Gluten-free diets truly help people allergic to gluten, and while  gluten sensitivities are pretty rare they do exist. A gluten-free diet is restrictive which helps people cut out lots of calories and junk food, but packaged gluten-free foods are not all they are cracked up to be. Most are refined grains, stripped of their nutrients. Gluten-free products are often higher in calories, sodium, fat, and sugar to make up for flavor differences compared to conventional products. Increased exposure to arsenic from rice-based products is also a concern. There is nothing wrong with eating fruits, vegetables, lean protein, nuts, seeds, and dairy which are all naturally gluten-free; use caution with processed foods though.

Coconut oil claims to increase metabolism, boost weight loss, and improve cholesterol. Coconut oil is high in saturated fat, but due to its medium-chain triglyceride structure it does not appear to have a significant effect on cholesterol like other high saturated fat foods such as butter and red meat. Instead coconut oil is rapidly delivered to the liver. Over-consumption can lead to stress on your liver and may contribute to fatty liver disease. Stick with olive oil which has well documented heart health benefits.

Paleo diet also known as the caveman diet bases nutrition on the foods available during the Paleolithic Era. You get to eat meat, fish, eggs, vegetables, fruit, olive oil, nuts, and seeds. You must avoid grains, sugar, dairy, beans, alcohol, salt, and all processed foods. While eating clean and giving up junk food is a great way to live a healthy lifestyle, Paleo ranked one of the worst diets by U.S. News and World Report. Experts found the diet was too high in saturated fat, which triggers inflammation as well as increases cardiovascular risk, insufficient in essential nutrients such as calcium, and long term adherence is low due to it being very restrictive.

Fads come and go but solid research can help guide us in the right direction. If it sounds too good to be true it probably is. Enjoy the benefits of minimally processed foods and remember to enjoy all things in moderation.

Wednesday, March 1, 2017

Cheers to Good Health

Aging is a state of mind, and protecting our mind starts with the food and drinks we consume every day.
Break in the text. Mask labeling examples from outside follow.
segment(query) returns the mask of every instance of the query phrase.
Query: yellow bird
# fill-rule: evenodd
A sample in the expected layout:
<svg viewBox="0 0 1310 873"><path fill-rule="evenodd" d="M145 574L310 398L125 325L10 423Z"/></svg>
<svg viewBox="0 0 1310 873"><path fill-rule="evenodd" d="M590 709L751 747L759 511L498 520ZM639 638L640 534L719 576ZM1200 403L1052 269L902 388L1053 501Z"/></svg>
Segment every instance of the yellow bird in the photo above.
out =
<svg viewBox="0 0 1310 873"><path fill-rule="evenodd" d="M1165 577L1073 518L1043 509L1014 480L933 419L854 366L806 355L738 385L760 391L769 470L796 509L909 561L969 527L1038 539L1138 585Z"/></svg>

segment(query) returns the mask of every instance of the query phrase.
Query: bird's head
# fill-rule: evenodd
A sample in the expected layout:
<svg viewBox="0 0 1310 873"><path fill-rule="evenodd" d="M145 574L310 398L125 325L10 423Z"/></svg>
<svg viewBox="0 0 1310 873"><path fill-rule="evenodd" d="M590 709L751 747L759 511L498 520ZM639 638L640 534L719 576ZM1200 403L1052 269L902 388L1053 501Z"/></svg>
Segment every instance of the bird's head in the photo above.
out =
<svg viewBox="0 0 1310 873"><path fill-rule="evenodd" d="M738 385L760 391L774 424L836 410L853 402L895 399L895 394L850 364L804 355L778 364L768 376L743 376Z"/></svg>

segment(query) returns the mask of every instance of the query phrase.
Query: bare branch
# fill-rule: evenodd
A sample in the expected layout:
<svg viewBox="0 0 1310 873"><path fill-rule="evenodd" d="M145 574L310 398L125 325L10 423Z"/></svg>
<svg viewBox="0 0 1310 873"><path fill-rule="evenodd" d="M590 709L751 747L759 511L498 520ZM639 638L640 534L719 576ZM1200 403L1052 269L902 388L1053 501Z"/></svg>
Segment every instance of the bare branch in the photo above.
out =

One of the most powerful ways we can enhance memory, mental alertness, and slow brain aging is by drinking green tea regularly.

With over 4,000 years of use, tea is the most widely consumed beverage in the world, second only to water. There are three main types of tea: green, black, and oolong. The difference is in how the teas are processed. Green tea is made from unfermented leaves helping to retain the highest amount of
antioxidants to protect against chronic disease such as heart disease, stroke, and cancer.

Tea also contains catechins which makes blood less sticky helping to further reduce the risk of heart attack and stroke. Catechins can also reduce free radical damage and some studies show it may help prevent breast, prostate, and GI tract related cancers.

Green tea has the highest catechin content, about 375 mg per cup, followed by black tea with about 210 mg per cup. Decaffeinated green and black teas appear to have the same benefits as regular.

Studies have also shown people who drink at least one cup of tea daily have higher bone mineral density helping to reduce the risk of osteoporosis. There are many properties in tea which could contribute to strong bones; fluoride being the best known can also help prevent cavities as well. Too much fluoride can be a problem, so it is best to limit tea to 4 cups or less daily.

Adding milk to tea blocks the absorption of catechins so this should be avoided. Sugar and alternative sweeteners do not appear to effect catechin absorption, although consuming these in moderation is best.

Studies show tea is a powerful antioxidant that helps protect against many diseases and enhance mental function. Enjoy green tea regularly as part of a healthy lifestyle.